This proposition is not invalidated by the phenomena of religious history. We have seen that the religious element is of slow growth, putting forth tentative efforts, and feeling after God if haply it may find him; and if religion began in the worship of ghosts or of dead ancestors, or of local and partial deities, still, if it was religion, it must have looked on these as superior to the worshipper, and the undeveloped instinct must have found some sort of satisfaction in the payment of this imperfect homage. But as the nature expanded, its vision was enlarged; and even as art grew from rude scratchings on a bone up to the masterpieces of Raphael, so religion grew from the dim guesses and rude ceremonies of the savage up to the worship of the infinite Spirit in spirit and in truth.

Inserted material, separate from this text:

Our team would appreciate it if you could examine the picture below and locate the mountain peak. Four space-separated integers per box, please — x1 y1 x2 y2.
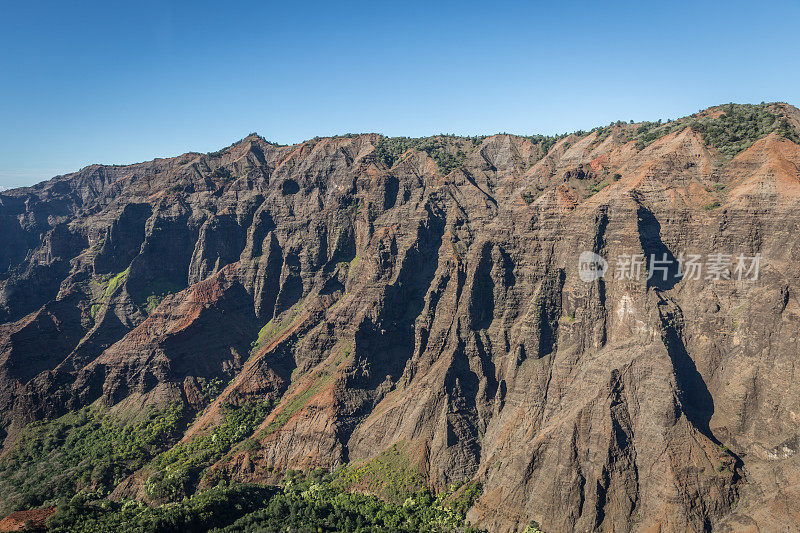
1 102 800 531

To the general and constant testimony of the religious element we must add more special and occasional experiences, which come in moments of high exaltation when men seem drawn into the more intimate presence of God, and the Divine call appeals to them with a clearness and power that cannot be resisted. We see prophets and saints filled with an energy of conviction which the world in arms could not daunt or silence. We see Christ, with his balanced character and his calm reasonableness, so assured of his life in God that his faith has become a quickening power for millions of men. And there is that within us which is akin to these things, at least a glow of admiration, chords which vibrate with responsive music, a voice whose tones become articulate as we listen to the words of these transcendent souls.